Mr Standley was insured under a life and disability policy (Policy) issued by the Appellant, Onepath Life Ltd. Following his resignation, Mr Standley lodged a claim under the Policy on the basis that he was totally and permanently disabled (TPD) as a result of the injuries sustained in his accident.

The Policy

Under Mr Standley’s Policy, a claim for TPD was satisfied with the following criteria:

  • The claim arose as a result of an illness or injury;
  • The claimant had been absent from and unable to engage in their ‘Own Occupation’; and
  • The claimant was disabled for a period of three consecutive months to an extent where it would be unlikely for them to return to their ‘Own Occupation’ again.

The Rejected Claim

The Appellant rejected Mr Standley’s claim. As Mr Standley ceased working in February 2016, the Appellant assessed his condition in May 2016, three months after Mr Standley resigned. Mr Standley then had to establish that as of 2 May 2016, he was disabled to such an extent that he was unlikely to ever again be able to work in his occupation as a call centre manager.

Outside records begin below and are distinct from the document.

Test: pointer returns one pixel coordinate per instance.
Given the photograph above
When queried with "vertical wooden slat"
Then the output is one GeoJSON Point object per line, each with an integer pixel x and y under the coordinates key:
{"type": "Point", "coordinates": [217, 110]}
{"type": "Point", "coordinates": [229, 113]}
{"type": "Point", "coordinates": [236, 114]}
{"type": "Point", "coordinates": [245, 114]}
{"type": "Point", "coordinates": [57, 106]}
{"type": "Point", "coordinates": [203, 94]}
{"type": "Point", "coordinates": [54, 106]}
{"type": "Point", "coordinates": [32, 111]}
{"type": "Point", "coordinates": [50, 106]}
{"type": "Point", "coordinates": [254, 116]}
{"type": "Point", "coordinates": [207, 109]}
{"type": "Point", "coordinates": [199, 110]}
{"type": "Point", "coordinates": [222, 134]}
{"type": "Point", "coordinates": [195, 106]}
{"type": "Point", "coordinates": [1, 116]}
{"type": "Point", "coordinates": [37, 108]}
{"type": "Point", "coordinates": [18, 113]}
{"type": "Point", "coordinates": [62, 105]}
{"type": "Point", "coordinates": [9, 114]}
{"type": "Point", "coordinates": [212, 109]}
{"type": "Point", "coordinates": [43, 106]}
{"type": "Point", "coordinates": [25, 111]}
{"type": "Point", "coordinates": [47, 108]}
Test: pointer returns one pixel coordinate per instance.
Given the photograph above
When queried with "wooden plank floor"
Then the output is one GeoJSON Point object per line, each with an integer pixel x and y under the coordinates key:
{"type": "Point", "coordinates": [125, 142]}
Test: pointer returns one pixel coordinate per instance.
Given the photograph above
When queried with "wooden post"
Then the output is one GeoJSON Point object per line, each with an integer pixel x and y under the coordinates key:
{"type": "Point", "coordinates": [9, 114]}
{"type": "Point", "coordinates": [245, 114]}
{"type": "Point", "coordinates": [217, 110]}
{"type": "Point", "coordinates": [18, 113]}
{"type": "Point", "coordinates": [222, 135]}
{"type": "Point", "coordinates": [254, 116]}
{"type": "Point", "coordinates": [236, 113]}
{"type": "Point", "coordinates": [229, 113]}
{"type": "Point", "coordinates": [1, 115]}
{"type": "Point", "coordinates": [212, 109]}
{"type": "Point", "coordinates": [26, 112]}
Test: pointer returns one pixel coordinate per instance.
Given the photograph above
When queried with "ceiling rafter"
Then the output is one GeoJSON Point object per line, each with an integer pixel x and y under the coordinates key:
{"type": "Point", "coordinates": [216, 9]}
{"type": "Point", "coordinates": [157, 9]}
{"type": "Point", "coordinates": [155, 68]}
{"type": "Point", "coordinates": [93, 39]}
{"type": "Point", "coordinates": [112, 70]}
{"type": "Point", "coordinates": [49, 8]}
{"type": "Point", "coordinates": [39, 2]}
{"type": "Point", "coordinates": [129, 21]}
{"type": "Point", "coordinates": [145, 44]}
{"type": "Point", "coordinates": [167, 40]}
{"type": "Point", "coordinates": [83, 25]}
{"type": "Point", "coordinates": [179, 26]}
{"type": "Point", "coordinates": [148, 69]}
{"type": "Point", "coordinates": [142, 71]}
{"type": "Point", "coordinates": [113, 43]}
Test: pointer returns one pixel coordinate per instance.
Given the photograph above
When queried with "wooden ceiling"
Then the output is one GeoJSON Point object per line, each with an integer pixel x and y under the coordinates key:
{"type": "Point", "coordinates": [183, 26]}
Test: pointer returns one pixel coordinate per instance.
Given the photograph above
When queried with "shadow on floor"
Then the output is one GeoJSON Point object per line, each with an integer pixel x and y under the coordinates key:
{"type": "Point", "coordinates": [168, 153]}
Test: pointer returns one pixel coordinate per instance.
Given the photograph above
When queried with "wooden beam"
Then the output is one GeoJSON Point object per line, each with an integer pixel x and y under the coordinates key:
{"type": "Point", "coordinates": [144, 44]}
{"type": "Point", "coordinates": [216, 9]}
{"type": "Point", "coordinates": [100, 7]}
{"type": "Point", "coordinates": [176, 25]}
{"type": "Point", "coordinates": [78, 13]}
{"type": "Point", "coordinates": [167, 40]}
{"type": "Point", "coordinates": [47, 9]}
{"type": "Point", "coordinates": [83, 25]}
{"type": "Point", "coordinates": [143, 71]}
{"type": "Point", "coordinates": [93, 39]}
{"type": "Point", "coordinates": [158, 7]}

The Appellant determined that the physical injuries sustained by Mr Standley were not to the extent that he would be unlikely to return to his ‘Own Occupation’ again. Mr Standley argued in the first instance that the three month period should not only start on one’s last day of work; it could also start later, if only at a later date a claimant becomes unable to ever engage in their ‘Own Occupation’ again.

In the first instance, the Supreme Court of New South Wales held that the three month period did not need to commence when Mr Standley ceased employment. While Mr Standley did not satisfy the TPD Policy definition for his physical injuries, the Court found that he did still satisfy the Policy definition from September 2017, as he developed a psychological condition arising from his physical injuries. Due to his psychological condition, Mr Standley was unable to work or return to his ‘Own Occupation’ for a three month period and therefore was entitled to a TPD sum.

The Appeal

The appeal was on the following grounds:

  • Whether the date for assessment could be other than 2 May 2016; and
  • Whether the Court could find that the Respondent met the TPD requirement as at September 2017.

The Court of Appeal dismissed the first ground and held that although Mr Standley was absent from work from February 2016 to May 2016, it was not established that he was unable to work in his occupation. While he ceased working, it was not permanent – he was not totally and permanently disabled by his physical injuries. However, as of September 2017, Mr Standley was unlikely to ever work in his ‘Own Occupation’ again and thus satisfied the Policy definitions.

The Court of Appeal dismissed the second ground and found that the Appellant’s cross-examination dealt Mr Standley’s original claim for his physical injuries, rather than the psychological injuries that developed later. In any event, it was found that the evidence as to Mr Standley’s psychological injuries still satisfied the TPD definition. Medico-legal evidence obtained by the Appellant agreed with that of the Respondent and found that the best outcome for Mr Standley would be to return to part-time employment in a less demanding role than his call centre manager position. As such, Mr Standley was considered unlikely to ever return to engage in his ‘Own Occupation’, thus satisfying the Policy criteria.